Mfn-2 deficiency in the heart results in an altered expression of outer mitochondrial membrane-associated factors and confers protection from apoptosis. (A) Western blot analysis of cardiac extracts from hearts with (F/F;−) or without (F/F;cre) Mfn-2. The expression of the proapoptotic protein Bax and the antiapoptotic protein Bcl-2 was examined.
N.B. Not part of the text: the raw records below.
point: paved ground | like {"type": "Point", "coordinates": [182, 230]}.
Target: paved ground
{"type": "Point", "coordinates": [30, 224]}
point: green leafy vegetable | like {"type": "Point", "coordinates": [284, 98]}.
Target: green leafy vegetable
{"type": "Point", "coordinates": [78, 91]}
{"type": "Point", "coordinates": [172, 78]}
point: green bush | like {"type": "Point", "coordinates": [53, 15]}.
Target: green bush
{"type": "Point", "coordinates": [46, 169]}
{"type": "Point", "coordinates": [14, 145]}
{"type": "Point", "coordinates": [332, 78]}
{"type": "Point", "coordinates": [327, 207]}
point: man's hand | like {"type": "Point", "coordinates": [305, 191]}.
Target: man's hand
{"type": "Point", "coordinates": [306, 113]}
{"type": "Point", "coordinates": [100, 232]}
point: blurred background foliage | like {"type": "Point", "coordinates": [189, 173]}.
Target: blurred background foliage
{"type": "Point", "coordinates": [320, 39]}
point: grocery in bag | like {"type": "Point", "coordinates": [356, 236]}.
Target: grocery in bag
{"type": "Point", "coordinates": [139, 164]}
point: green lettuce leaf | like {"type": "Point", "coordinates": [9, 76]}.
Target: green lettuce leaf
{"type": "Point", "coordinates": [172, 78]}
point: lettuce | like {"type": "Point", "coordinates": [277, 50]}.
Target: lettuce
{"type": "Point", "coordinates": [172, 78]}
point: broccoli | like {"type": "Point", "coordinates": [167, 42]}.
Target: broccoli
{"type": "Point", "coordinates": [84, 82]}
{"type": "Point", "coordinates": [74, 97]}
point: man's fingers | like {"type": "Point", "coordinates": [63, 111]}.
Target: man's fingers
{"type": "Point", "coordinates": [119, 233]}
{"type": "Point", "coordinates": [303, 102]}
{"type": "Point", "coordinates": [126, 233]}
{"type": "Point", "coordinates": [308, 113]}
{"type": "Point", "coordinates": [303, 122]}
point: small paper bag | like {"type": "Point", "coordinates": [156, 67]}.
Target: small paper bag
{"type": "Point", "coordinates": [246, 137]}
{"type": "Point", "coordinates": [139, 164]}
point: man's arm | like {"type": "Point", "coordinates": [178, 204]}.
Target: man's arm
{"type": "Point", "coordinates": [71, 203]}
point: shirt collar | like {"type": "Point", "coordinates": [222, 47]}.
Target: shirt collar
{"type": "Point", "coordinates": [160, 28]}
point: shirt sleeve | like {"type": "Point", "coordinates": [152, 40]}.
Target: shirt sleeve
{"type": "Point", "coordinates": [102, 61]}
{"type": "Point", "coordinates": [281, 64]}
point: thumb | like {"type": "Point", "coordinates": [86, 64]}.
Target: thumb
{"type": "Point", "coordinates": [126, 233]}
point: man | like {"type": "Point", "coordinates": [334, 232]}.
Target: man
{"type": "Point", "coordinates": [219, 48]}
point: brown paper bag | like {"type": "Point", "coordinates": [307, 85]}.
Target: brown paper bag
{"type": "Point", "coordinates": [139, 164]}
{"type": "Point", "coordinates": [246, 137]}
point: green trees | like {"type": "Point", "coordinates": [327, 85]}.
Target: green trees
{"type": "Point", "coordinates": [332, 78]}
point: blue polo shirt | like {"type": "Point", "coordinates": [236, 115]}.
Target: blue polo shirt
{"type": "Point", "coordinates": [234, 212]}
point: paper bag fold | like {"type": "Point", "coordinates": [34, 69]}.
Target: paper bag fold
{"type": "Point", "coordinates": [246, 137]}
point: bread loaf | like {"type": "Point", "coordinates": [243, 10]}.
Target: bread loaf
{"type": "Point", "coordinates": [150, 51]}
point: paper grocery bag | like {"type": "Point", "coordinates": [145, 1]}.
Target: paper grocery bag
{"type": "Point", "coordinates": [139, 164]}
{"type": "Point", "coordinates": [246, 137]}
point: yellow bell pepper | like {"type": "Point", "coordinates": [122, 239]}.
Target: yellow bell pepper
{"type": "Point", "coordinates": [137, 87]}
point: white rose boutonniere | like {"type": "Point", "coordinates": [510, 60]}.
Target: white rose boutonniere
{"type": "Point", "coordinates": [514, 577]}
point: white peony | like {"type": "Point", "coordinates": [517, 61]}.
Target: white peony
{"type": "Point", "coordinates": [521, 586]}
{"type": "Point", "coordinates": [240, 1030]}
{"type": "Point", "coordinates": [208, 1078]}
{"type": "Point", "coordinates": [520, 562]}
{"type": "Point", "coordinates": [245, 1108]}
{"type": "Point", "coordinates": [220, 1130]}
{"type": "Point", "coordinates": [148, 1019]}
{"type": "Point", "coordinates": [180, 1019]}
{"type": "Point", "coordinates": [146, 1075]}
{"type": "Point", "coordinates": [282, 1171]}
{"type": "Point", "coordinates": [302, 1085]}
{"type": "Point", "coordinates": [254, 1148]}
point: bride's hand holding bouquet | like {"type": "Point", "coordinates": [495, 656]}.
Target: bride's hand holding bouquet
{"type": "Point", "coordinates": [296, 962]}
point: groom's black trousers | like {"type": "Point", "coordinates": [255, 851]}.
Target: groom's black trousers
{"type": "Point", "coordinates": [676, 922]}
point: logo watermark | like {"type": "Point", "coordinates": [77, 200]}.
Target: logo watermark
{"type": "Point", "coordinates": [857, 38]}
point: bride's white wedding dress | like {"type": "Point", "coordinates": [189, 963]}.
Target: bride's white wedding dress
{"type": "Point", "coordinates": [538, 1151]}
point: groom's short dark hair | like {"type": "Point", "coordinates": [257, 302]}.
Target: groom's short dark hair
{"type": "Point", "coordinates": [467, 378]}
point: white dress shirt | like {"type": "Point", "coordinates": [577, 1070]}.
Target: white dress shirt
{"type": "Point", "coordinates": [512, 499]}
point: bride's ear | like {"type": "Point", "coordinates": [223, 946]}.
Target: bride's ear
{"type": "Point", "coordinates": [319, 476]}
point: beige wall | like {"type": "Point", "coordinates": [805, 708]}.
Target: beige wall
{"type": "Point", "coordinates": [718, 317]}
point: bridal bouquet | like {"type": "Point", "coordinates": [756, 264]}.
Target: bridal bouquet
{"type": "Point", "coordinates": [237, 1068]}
The levels of Drp-1 and Opa-1 were also assessed. (B) Heart slices taken from mice with (F/F;−) or without (F/F;cre) cardiomyocyte Mfn-2 that were subjected to 30 min of regional ischemia and 2 h of reperfusion to induce myocardial injury and cell death. The infarct areas (IA) stain negative for TTC and appear as white areas, whereas the ischemic-but-viable myocardium stains red. The nonischemic portion of the LV is stained blue. (C) Quantification of the different regions produced by LAD coronary artery occlusion was performed by planimetry and corrected for slice weight. The IA/AAR ratio provides estimation for the extent of cell death. AAR, area at risk; LV, left ventricle; IA, infarct area (*, P was <0.05 for F/F;− versus F/F;cre hearts by Student's t test [7 and 8 mice, respectively]). (D) The TUNEL assay was performed to evaluate the degree of apoptosis in response to I/R in hearts with or without Mfn-2. TUNEL-positive nuclei correspond to apoptotic cells and are stained green. The total number of nuclei was determined by DAPI (4′,6-diamidino-2-phenylindole) counterstaining (blue) and was used to calculate the ratio of apoptotic nuclei in a given field. The scale bar is 100 μm. (E) Quantification of the apoptotic nuclei after I/R in the LV of mice with or without Mfn-2. Multiple fields from two or three sections per heart were quantified for the number of green and blue nuclei, and the percentages were averaged per animal (*, P was <0.05 for F/F;− versus F/F;cre hearts by Student's t test [7 and 8 mice, respectively]).